The Dude: Mr. Treehorn treats objects like women, man.

Malibu Police Chief: Mr. Treehorn draws a lot of water in this town. You don't draw shit, Lebowski. Now we got a nice, quiet little beach community here, and I aim to keep it nice and quiet. So let me make something plain. I don't like you sucking around, bothering our citizens, Lebowski. I don't like your jerk-off name. I don't like your jerk-off face. I don't like your jerk-off behavior, and I don't like you, jerk-off. Do I make myself clear?

The Dude: [after a pause] I'm sorry, I wasn't listening.

Source: IMDb – The Big Lebowski (1998) –
Quotes

I believe what he means is that J. Treehorn make lots of contributions to the city, but I'm not sure.

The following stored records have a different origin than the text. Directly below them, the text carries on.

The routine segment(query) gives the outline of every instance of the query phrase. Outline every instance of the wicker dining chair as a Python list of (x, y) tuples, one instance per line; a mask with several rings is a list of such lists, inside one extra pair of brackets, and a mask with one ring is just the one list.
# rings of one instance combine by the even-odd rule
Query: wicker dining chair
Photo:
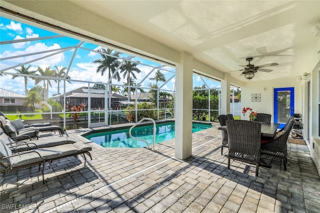
[(288, 162), (286, 142), (294, 122), (294, 118), (290, 118), (282, 130), (277, 132), (273, 139), (262, 141), (261, 144), (261, 154), (280, 158), (284, 162), (284, 170), (286, 170)]
[(271, 114), (264, 113), (258, 113), (254, 121), (264, 124), (269, 124), (271, 122)]
[[(228, 120), (228, 118), (226, 114), (220, 114), (218, 116), (218, 120), (220, 126), (226, 126), (226, 120)], [(228, 134), (225, 130), (221, 130), (221, 136), (222, 137), (222, 144), (221, 144), (221, 154), (224, 152), (224, 147), (228, 148), (229, 147), (228, 144)]]
[(260, 165), (261, 124), (244, 120), (226, 121), (229, 150), (228, 168), (232, 159), (256, 164), (258, 176)]
[(234, 120), (234, 118), (232, 114), (226, 114), (226, 118), (228, 118), (228, 120)]

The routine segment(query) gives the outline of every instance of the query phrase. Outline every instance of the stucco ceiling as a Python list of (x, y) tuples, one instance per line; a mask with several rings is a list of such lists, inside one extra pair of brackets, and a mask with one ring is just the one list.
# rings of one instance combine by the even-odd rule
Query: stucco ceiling
[[(298, 78), (311, 63), (320, 1), (72, 0), (223, 72), (277, 62), (252, 80)], [(240, 71), (230, 72), (234, 78)]]

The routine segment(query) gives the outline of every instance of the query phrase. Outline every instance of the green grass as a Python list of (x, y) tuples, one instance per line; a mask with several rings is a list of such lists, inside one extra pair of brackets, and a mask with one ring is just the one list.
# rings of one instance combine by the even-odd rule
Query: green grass
[[(34, 112), (37, 112), (37, 113), (42, 113), (42, 110), (34, 110)], [(10, 114), (10, 113), (16, 113), (16, 112), (4, 112), (4, 114)], [(30, 113), (30, 112), (27, 112), (27, 113)], [(20, 116), (10, 116), (10, 115), (6, 115), (6, 116), (8, 117), (9, 119), (10, 119), (10, 120), (15, 120), (16, 119), (18, 119), (18, 118), (20, 118)], [(42, 119), (42, 116), (40, 114), (26, 114), (26, 115), (22, 115), (22, 120), (32, 120), (32, 119)]]

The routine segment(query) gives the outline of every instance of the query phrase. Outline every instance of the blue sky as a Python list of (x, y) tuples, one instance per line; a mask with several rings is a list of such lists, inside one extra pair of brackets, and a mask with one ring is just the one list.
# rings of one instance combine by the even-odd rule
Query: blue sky
[[(58, 34), (54, 32), (3, 17), (0, 17), (0, 36), (2, 41), (42, 38), (58, 35)], [(72, 47), (77, 45), (80, 42), (80, 41), (79, 40), (64, 36), (60, 38), (2, 44), (0, 48), (0, 58), (2, 58), (6, 57), (50, 50)], [(84, 42), (81, 46), (94, 50), (96, 50), (100, 48), (97, 45), (88, 42)], [(26, 64), (25, 66), (31, 65), (32, 68), (30, 70), (36, 70), (38, 66), (44, 70), (48, 66), (50, 67), (52, 69), (54, 69), (54, 66), (57, 66), (59, 69), (62, 67), (68, 68), (74, 51), (74, 48), (68, 50), (49, 58), (32, 62)], [(2, 60), (0, 61), (0, 69), (2, 70), (21, 63), (38, 58), (45, 55), (52, 54), (52, 52), (54, 52), (29, 56), (8, 60)], [(127, 54), (122, 54), (120, 55), (120, 56), (126, 58), (128, 56)], [(98, 54), (86, 50), (78, 49), (71, 64), (68, 75), (72, 80), (94, 82), (106, 82), (108, 80), (108, 74), (105, 74), (103, 76), (102, 76), (100, 74), (96, 74), (96, 66), (98, 65), (92, 63), (92, 61), (99, 58), (100, 54)], [(134, 61), (138, 60), (144, 64), (154, 66), (161, 65), (157, 62), (152, 62), (138, 57), (134, 57), (132, 60)], [(16, 68), (20, 68), (20, 66), (18, 66)], [(142, 72), (140, 74), (136, 74), (137, 79), (136, 80), (136, 82), (137, 83), (140, 82), (152, 68), (152, 67), (142, 64), (139, 64), (138, 68), (142, 70)], [(164, 68), (164, 69), (167, 70), (174, 71), (174, 68), (168, 66)], [(156, 70), (154, 72), (151, 74), (142, 84), (142, 86), (146, 87), (150, 82), (155, 84), (155, 81), (150, 80), (149, 78), (154, 76), (154, 73)], [(12, 69), (6, 70), (4, 73), (6, 73), (6, 72), (16, 72)], [(162, 70), (162, 72), (164, 74), (167, 80), (174, 74), (172, 72), (165, 70)], [(120, 74), (120, 76), (123, 78), (122, 74)], [(12, 80), (12, 76), (3, 75), (0, 78), (2, 78), (0, 80), (0, 88), (22, 94), (24, 93), (24, 78), (22, 77), (16, 78), (14, 80)], [(204, 78), (202, 78), (204, 80), (206, 83), (210, 86), (212, 88), (220, 87), (220, 83), (216, 82), (207, 80)], [(120, 82), (116, 82), (116, 80), (112, 80), (112, 83), (120, 85), (122, 85), (124, 82), (126, 82), (126, 80), (124, 79), (122, 79)], [(9, 82), (10, 84), (8, 84)], [(175, 78), (173, 78), (163, 87), (163, 88), (173, 90), (174, 82)], [(162, 84), (163, 82), (159, 82), (158, 84), (160, 86)], [(200, 86), (204, 84), (204, 82), (200, 76), (194, 75), (194, 87)], [(56, 84), (52, 81), (52, 88), (50, 88), (50, 97), (51, 96), (52, 94), (56, 93), (57, 92)], [(29, 78), (28, 82), (28, 89), (30, 90), (34, 86), (34, 80)], [(66, 84), (66, 91), (68, 92), (82, 86), (88, 86), (88, 84), (75, 82), (72, 82), (71, 84), (67, 83)], [(63, 84), (60, 84), (60, 92), (63, 92)], [(122, 87), (120, 87), (120, 89), (122, 89)]]

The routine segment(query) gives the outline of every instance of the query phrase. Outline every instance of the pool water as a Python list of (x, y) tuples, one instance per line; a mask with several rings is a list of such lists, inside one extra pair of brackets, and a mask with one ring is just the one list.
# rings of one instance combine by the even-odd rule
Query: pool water
[[(193, 123), (192, 132), (196, 132), (211, 128), (210, 124)], [(147, 140), (152, 146), (154, 140), (153, 124), (138, 126), (132, 131), (132, 136)], [(156, 142), (163, 142), (174, 138), (174, 123), (167, 122), (156, 126)], [(145, 142), (130, 137), (129, 128), (102, 132), (93, 133), (86, 136), (90, 140), (106, 148), (138, 148), (146, 147)]]

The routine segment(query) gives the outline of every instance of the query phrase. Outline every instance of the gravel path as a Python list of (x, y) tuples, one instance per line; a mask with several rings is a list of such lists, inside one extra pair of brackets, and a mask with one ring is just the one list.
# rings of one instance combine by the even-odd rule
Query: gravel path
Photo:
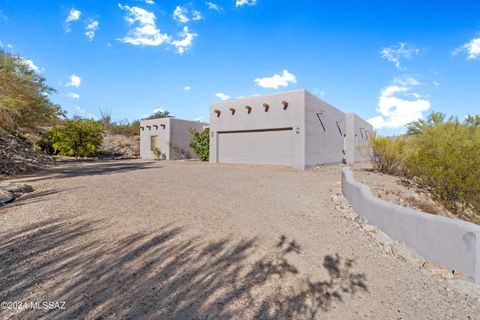
[(340, 167), (141, 160), (17, 179), (0, 208), (0, 310), (21, 319), (476, 319), (335, 210)]

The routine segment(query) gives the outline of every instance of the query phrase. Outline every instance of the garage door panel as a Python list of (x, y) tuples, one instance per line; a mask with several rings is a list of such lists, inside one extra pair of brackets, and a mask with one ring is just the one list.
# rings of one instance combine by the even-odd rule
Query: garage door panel
[(218, 161), (291, 165), (293, 162), (293, 131), (219, 133)]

Is this a common idiom?

Best Answer

How much water a boat draws is a measure of the depth of water required to float it: a rowboat ‘draws’ only a few inches, a fully loaded flat-bottomed barge may ‘draw’ eight or ten feet, an ocean-going vessel with a very deep keel may ‘draw’fifty feet.

Figuratively speaking, how much ‘water’ a man ‘draws’ is a measure of his presence and influence. Jackie Treehorn is a very important man in his community; Lebowski is a nobody.

  • ADDED:
    Galactic Cowboy suggests that the idiom here is one of drawing water from a well or other source, and that in water-poor Southern California a man entitled to "draw a lot of water" is marked as particularly influential. He may well be right: one of the earliest instances I have found of the idiom is from a 1938 crime novel set in LA and written by a former LA policeman in 1938 - about ten years after the California Water Wars. One seamier sidelight of that episode was the profits supposed to have been realized by insiders who bought up land in the San Fernando Valley, knowing that LA would have to annex the district to secure rights to the water. However, I also find the idiom in a report of an air show in the Pacific Northwest in the same year.